Ziele der 2. Programmphase

IV. Ziele der 2. Programmphase

Das Landesprogramm verfolgt die Bildungs- und Gesundheitsziele:

  • Verbesserung der Bildungsqualität in den Schulen
  • Verbesserung der gesundheitsrelevanten Rahmenbedingungen für alle Personen in den Schulen (Verhältnisprävention)
  • Förderung der Gesundheitseinstellungen,  des Gesundheitsbewusstseins, des Gesundheitsverhaltens sowie des Gesundheitserlebens  der Personen (Verhaltensprävention)

Ausgehend von diesen Zielen und den bisherigen Evaluationsergebnissen und Erfahrungen und dem identifizierten Handlungsbedarf werden für den Zeitraum 2013 bis 2018 folgende Ziele festgelegt:

 

Ebene

Ziel

Schule

Jede Programmschule arbeitet auf der Grundlage eines aktuellen, qualitäts- und gesundheitsorientierten Schulprogramms/Leitbildes Die Schul- und Unterrichtsentwicklung richtet sich datengestützt am Schulentwicklungszyklus aus.

Jede Schule hat eine geeignete Binnenstruktur, insbesondere Steuergruppe und Projektmanagement eignen sich dafür.

In jeder Schule werden gesundheitsförderliche Prozesse der Unterrichtsentwicklung initiiert und durchgeführt.

Schulamtsbezirke/ Regionen

In allen Schulamtsbezirken gibt es Netzwerke, in denen der fachliche Austausch schulformbezogen und schulformübergreifend realisiert wird und die damit für die Programmschulen eine wirksame Unterstützung darstellen.

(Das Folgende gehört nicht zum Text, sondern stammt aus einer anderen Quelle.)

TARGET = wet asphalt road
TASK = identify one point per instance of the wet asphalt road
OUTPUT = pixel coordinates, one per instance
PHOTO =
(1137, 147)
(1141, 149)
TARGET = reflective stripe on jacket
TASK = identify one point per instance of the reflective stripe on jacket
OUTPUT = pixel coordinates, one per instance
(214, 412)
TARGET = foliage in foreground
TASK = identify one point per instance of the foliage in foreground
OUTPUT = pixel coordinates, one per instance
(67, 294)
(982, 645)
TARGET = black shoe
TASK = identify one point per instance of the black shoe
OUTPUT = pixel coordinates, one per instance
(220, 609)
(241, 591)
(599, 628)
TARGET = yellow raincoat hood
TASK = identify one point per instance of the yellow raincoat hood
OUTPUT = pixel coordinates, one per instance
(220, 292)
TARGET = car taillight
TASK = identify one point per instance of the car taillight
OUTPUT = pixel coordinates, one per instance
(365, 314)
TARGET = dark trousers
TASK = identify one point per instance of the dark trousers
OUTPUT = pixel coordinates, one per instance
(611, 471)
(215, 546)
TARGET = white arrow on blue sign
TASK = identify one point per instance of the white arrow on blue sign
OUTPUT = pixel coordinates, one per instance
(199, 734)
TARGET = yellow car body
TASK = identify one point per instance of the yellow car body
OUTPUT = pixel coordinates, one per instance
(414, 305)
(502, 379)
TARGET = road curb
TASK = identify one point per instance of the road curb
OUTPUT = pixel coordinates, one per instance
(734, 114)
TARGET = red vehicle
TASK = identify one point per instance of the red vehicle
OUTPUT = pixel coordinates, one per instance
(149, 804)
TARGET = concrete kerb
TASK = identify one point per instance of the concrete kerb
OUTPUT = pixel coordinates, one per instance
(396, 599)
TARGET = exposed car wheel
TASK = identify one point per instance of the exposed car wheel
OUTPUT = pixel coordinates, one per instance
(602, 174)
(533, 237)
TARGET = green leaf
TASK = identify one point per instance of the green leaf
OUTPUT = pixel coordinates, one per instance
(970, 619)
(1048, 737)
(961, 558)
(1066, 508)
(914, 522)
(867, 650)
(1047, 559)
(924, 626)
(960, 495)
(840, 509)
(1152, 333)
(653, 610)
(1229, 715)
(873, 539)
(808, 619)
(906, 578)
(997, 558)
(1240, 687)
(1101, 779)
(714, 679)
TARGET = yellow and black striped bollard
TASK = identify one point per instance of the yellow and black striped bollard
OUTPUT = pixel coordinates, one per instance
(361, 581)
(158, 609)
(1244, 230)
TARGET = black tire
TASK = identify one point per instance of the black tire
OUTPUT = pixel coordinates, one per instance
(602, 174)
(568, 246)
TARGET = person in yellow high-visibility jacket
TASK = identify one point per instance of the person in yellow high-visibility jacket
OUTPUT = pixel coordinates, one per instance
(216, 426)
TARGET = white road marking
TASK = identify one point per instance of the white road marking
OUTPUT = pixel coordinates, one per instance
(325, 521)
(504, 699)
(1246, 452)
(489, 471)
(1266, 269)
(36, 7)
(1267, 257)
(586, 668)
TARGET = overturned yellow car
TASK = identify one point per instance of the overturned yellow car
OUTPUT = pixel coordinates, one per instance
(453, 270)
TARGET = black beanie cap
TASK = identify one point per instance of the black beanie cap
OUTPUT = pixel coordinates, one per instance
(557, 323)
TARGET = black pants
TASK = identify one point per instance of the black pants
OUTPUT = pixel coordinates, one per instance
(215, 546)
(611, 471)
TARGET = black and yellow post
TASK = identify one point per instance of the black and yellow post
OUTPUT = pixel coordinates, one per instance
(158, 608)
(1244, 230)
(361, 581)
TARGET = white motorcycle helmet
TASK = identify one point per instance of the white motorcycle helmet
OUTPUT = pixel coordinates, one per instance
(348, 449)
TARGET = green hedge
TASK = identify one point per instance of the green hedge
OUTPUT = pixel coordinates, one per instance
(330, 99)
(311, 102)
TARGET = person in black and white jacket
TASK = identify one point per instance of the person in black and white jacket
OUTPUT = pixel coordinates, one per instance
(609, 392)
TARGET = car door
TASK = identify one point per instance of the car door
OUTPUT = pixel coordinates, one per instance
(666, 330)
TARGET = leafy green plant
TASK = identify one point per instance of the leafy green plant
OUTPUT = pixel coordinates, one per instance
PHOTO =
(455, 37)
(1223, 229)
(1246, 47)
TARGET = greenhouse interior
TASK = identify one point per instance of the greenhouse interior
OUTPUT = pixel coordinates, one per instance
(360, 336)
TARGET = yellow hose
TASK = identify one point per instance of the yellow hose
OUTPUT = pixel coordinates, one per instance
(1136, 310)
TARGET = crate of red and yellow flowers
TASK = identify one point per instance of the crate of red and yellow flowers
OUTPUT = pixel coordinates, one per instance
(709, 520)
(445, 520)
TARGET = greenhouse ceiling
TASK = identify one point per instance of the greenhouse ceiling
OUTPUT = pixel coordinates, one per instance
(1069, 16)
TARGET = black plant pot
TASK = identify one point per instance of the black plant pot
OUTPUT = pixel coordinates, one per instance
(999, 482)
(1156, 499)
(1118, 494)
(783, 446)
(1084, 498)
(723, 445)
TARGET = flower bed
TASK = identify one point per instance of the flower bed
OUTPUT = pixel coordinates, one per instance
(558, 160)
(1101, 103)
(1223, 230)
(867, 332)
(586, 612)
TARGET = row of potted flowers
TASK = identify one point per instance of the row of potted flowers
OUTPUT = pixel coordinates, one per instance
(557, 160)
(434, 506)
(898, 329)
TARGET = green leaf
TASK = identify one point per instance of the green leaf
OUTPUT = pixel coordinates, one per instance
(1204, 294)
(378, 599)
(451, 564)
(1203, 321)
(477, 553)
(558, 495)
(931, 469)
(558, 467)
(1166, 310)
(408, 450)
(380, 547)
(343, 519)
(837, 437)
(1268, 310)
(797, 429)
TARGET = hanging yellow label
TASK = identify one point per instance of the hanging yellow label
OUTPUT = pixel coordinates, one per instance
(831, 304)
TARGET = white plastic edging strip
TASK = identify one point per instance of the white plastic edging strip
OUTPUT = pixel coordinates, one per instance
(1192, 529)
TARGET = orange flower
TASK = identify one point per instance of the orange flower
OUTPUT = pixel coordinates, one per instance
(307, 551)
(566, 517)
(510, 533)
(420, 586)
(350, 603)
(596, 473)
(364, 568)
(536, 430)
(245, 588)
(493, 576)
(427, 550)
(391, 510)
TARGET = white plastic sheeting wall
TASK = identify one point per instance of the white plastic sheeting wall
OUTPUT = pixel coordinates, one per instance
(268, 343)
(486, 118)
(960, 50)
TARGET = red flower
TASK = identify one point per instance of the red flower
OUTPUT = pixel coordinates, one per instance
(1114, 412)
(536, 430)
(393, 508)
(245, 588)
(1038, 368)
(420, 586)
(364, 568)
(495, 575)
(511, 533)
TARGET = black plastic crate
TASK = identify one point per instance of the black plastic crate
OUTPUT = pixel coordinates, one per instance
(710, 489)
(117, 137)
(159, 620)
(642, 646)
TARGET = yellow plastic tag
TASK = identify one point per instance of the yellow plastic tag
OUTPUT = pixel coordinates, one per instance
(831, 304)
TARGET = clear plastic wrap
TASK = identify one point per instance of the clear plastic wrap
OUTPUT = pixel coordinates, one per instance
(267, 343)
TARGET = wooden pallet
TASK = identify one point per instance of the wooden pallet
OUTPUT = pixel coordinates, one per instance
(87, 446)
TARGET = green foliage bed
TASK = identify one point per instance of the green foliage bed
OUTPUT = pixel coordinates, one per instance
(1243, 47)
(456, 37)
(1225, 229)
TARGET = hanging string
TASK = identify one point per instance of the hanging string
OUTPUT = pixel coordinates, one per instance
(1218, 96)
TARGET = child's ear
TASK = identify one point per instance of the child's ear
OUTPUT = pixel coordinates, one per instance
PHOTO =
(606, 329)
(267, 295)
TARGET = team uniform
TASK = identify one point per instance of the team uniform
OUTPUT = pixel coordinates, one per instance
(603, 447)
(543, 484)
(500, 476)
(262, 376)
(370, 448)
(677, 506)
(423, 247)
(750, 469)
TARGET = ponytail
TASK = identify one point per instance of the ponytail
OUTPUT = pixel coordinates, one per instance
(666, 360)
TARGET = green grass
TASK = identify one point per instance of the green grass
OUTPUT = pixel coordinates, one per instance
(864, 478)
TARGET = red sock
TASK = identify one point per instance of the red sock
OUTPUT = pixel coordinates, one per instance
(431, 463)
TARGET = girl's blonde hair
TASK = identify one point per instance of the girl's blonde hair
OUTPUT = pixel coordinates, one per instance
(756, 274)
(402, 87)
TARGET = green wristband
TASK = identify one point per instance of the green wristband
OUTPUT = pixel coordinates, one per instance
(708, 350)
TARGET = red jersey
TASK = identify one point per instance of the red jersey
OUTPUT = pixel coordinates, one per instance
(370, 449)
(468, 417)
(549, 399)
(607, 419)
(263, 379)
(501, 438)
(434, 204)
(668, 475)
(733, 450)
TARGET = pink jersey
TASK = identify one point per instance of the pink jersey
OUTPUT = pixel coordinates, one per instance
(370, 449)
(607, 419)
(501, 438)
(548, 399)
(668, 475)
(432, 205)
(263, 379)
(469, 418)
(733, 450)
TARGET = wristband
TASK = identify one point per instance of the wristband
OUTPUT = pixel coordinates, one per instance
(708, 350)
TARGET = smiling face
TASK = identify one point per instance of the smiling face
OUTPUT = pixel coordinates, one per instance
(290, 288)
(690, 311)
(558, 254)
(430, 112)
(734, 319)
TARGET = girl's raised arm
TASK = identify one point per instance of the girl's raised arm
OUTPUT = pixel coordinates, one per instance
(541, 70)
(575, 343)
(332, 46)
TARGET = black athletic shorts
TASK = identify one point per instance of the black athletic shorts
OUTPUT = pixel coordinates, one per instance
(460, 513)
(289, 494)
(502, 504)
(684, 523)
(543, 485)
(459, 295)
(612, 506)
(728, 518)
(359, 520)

Die Netzwerke sind offen für weitere interessierte Schulen und stoßen so gesundheitsförderliche Entwicklungsprozesse mit an.

Land

Erfolgreiche Entwicklungsprozesse sind auf der Landesebene dokumentiert. Die Ergebnisse stehen allen Schulen für die Gestaltung eigener Entwicklungsprozesse zur Verfügung.

Der wechselseitige Zusammenhang von Bildungserfolg und Gesundheit ist systematisch nachgewiesen und dokumentiert. Die Ergebnisse werden für die Weiterentwicklung des Landesprogramms genutzt.

Alle Ebenen

Der Bekanntheitsgrad des Landesprogramms, des Konzepts der integrierten Qualitäts- und Gesundheitsentwicklung und die Anzahl der im Landesprogramm mitarbeitenden Schulen sind erhöht.